The relict rainforests are significant ecologically, maintaining biological process which are vital for the survival of Madagascar’s unique biodiversity. The country’s biodiversity reflects not only its geological history, but also its geographic placement. Madagascar completed its separation from all other land masses sixty to eighty million years ago, therefore the island’s plant and animal life evolved in isolation. The rainforests’ significance lies in their ecological and biological processes, the biodiversity, and the threatened species they support. Several of the species are rare and endangered, particularly primates and lemurs (UNESCO, 2011). The Ecological Uniqueness of the Rainforest’s Plant and Animal Life The Rainforests of the Atsinanana contain globally outstanding biodiversity composed of an exceptionally high proportion of endemic plants and animals.
“The level of endemism within the property is approximately 80 to 90 percent for all groups, and endemic families and genera are common” (UNESCO, 2011). Madagascar ranks as one of the highest in megadiversity, featuring an extraordinarily high number of around 12,000 endemic plant species. The rainforests are globally renowned for their fauna, particularly primates, including “all five families of primates, all endemic lemur families, seven endemic genera of Rodentia, six endemic general of Carnivora, as well as several species of Chiroptera represented” (UNESCO, 2011).
There are 123 species of non-flying mammals in Madagascar, of which 72 are on the IUCN Red list of endangered species, and 78 exist within the property. According to Ward (2010), there are 2598 species of mammals found on the island, with all of the Lemur species considered threatened to extinction. These include the Aye-aye, Bamboo, Black, Dwarf and Indri.

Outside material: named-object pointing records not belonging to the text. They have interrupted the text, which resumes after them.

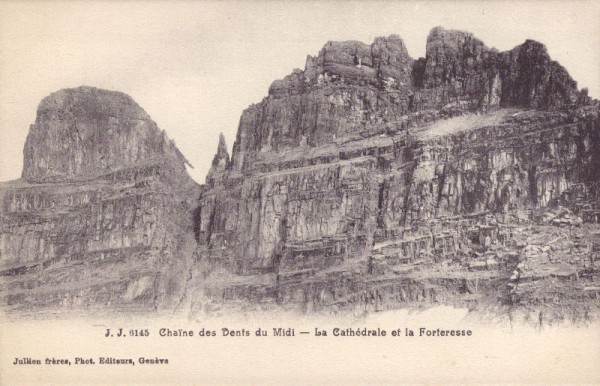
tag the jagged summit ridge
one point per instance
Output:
(87, 131)
(351, 88)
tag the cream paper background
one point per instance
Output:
(194, 66)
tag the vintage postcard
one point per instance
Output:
(303, 192)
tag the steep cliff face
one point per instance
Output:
(367, 181)
(371, 180)
(102, 218)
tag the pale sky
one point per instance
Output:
(195, 66)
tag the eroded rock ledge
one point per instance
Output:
(367, 181)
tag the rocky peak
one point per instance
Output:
(220, 162)
(453, 55)
(533, 79)
(86, 131)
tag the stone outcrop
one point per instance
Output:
(365, 182)
(370, 180)
(102, 216)
(220, 163)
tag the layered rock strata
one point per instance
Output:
(371, 181)
(102, 216)
(367, 181)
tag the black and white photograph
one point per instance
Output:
(303, 192)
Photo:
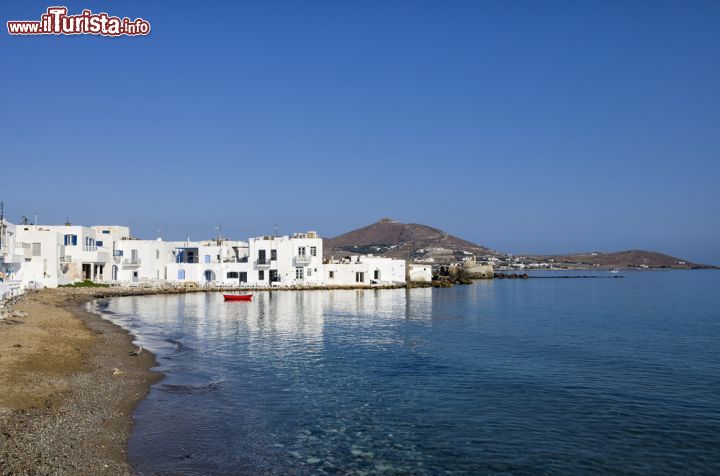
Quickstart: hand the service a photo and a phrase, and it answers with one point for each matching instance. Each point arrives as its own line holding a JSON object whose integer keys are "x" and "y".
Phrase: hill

Other unique species include the Flying fox, Fossa, Fanaloka, Tenrec and the Spear-nosed snake. Further, there are 3,000 endemic species of butterfly in Madagascar. The rainforests have provided vital refuge for species during past periods of climate change, and will support the adaptation and survival of species in the event of any future climate change. The Diversity of Life Forms Found in the Rainforests Madagascar is among the seventeen countries which hold about 75% of the world’s species. The island country has sixteen types of natural ecosystems including lowland rainforests to spiny deserts.
Each ecosystem has its own distinctive or locally endemic species assemblages.